A Toxic Mix for Auto Sales in America

New vehicle sales in July disappointed our dreamy analysts. The seasonally adjusted annual rate (SAAR) of 16.48 million vehicles sold was down 2.4% from June’s revised rate of 16.90 million, which had been the highest since July 2006. The decline touched all categories – cars and light trucks, domestic and foreign.

In dollar terms, sales were even less rosy. The motor vehicle component of the retail sales report by the Commerce Department already showed a drop of 0.3% for June, when unit sales were still rising. Now that unit sales have begun to taper as well, dollar sales are likely to drop even further, to drag down overall consumer spending in July.

Inventories are piling up, and new models are coming down the pipeline, and dealers have to move the iron. So the industry has been whipping sales with all its might, largely through aggressive lending – particularly subprime auto loans – and the bane of automakers: incentives.

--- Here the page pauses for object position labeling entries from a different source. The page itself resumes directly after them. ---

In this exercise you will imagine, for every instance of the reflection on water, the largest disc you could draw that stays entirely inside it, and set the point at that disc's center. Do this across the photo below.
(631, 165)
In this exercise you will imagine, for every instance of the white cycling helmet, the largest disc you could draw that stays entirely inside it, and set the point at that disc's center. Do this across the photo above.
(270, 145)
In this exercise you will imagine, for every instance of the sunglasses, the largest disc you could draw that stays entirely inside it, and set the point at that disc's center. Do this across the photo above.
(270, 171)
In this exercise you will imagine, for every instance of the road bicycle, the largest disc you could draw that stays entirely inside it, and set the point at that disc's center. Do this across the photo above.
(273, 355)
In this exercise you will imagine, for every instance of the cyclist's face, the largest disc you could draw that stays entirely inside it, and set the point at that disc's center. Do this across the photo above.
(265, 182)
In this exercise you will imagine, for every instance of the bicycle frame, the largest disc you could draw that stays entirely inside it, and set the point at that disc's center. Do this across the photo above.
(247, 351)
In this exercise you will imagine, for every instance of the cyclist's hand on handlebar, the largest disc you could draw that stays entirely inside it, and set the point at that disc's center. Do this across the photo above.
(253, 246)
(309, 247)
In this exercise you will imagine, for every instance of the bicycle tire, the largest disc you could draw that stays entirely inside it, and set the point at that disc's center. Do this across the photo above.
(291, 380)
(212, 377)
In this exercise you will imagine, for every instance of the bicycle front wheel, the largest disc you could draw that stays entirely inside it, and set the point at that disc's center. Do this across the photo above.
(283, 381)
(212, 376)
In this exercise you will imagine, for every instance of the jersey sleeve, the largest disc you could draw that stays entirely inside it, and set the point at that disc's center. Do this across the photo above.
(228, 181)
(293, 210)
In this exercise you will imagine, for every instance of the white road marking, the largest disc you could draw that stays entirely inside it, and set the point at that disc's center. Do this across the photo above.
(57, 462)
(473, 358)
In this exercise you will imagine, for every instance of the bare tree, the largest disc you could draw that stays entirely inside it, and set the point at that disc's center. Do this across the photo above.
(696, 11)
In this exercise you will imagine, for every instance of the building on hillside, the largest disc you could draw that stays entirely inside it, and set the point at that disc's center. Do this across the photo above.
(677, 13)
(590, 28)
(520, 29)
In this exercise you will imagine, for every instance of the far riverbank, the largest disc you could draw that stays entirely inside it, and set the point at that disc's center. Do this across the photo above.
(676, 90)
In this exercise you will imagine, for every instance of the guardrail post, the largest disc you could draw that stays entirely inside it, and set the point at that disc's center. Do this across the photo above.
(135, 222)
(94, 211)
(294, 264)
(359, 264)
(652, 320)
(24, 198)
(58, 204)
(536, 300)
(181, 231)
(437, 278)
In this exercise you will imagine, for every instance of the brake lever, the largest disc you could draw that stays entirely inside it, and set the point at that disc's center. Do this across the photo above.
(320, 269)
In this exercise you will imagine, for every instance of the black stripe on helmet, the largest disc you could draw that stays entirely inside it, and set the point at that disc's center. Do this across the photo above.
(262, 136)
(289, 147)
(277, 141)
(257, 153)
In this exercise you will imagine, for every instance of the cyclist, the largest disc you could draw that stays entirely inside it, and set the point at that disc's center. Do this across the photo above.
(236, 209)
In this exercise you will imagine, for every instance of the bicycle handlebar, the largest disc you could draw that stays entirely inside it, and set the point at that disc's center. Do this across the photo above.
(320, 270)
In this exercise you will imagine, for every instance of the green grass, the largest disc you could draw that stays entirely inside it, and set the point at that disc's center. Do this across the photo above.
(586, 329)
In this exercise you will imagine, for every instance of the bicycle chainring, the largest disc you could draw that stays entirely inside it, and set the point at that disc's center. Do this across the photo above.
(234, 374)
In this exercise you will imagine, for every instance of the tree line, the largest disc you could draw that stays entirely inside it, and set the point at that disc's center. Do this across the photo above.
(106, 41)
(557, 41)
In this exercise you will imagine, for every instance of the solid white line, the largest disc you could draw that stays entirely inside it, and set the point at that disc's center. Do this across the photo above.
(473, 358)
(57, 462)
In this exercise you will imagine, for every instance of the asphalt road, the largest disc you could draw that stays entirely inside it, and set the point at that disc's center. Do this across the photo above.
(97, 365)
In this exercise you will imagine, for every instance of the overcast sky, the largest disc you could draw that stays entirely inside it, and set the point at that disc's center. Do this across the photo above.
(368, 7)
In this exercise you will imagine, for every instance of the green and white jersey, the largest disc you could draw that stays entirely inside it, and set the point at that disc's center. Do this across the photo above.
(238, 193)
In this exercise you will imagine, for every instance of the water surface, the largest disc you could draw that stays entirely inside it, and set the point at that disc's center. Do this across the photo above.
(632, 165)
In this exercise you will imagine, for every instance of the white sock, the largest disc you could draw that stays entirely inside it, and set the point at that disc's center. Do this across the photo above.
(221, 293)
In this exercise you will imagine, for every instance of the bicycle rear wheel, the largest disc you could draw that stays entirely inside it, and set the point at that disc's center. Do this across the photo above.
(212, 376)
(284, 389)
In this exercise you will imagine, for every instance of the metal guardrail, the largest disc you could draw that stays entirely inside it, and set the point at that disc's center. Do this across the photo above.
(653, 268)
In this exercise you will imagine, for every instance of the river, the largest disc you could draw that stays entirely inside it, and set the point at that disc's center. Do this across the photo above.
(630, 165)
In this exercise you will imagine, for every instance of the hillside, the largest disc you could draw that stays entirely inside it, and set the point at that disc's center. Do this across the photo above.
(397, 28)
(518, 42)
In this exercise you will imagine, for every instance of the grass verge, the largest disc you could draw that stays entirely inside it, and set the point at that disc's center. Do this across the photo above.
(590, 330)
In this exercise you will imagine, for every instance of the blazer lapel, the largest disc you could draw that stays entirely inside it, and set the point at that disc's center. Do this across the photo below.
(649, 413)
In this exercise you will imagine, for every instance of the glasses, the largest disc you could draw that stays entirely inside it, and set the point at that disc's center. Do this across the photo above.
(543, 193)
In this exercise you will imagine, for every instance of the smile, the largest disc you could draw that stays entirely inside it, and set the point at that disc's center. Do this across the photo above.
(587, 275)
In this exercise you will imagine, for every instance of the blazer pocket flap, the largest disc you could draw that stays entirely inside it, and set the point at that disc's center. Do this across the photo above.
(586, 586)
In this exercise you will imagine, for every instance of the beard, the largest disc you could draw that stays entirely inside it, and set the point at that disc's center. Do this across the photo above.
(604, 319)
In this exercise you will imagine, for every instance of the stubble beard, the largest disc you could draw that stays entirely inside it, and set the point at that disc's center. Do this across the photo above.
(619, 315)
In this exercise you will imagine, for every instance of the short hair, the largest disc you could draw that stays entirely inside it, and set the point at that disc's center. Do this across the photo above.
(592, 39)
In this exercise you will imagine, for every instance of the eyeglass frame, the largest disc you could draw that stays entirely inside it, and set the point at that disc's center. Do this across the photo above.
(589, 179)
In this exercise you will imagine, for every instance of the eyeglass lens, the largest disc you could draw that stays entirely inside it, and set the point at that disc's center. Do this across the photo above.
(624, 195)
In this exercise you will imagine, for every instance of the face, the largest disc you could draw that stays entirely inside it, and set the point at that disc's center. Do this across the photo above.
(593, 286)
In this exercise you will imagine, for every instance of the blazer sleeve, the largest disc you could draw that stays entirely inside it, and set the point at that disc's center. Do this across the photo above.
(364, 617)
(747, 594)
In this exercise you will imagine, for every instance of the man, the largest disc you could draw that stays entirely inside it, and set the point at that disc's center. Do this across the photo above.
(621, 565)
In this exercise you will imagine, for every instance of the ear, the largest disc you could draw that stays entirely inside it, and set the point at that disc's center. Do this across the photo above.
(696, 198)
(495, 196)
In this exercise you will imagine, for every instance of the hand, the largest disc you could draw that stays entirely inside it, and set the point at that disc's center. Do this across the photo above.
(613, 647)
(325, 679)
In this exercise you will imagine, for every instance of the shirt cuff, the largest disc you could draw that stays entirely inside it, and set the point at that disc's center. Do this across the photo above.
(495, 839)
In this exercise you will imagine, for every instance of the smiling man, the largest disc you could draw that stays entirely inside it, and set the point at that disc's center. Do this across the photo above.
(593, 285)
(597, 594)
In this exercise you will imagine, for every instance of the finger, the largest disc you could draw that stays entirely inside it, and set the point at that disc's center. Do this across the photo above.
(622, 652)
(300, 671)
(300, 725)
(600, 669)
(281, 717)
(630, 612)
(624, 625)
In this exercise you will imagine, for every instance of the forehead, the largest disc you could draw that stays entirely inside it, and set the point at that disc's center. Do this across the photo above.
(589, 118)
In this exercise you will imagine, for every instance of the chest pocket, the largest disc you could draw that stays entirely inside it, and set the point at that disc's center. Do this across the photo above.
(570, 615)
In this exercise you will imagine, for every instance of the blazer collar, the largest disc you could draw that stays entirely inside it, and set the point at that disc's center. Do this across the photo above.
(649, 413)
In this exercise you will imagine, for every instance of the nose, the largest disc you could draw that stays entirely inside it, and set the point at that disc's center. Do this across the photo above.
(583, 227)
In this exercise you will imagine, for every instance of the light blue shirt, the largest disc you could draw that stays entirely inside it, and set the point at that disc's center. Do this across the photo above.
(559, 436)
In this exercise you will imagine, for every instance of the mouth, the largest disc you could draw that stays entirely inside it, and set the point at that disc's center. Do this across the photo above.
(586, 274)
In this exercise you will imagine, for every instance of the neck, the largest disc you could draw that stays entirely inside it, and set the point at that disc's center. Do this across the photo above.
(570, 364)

In a mad scramble, dealers are stuffing people with bad credit into cars they can’t afford, and finance companies are eager to lend to them. Loan-to-value ratios now average over 100% across the industry. Dealers roll everything into these loans: title and taxes, credit life insurance, and other fluff-and-buff, plus the amount buyers are upside-down in their trade-in. To bring the payments down on these monster loans, lenders lengthen the terms. Subprime auto lending is booming, and charge-offs are rising. “Signs of increasing risk are evident,” the Office of the Comptroller of the Currency had warned in June [Federal Regulator Details Crazy Risk-Taking By Banks, Blames Fed].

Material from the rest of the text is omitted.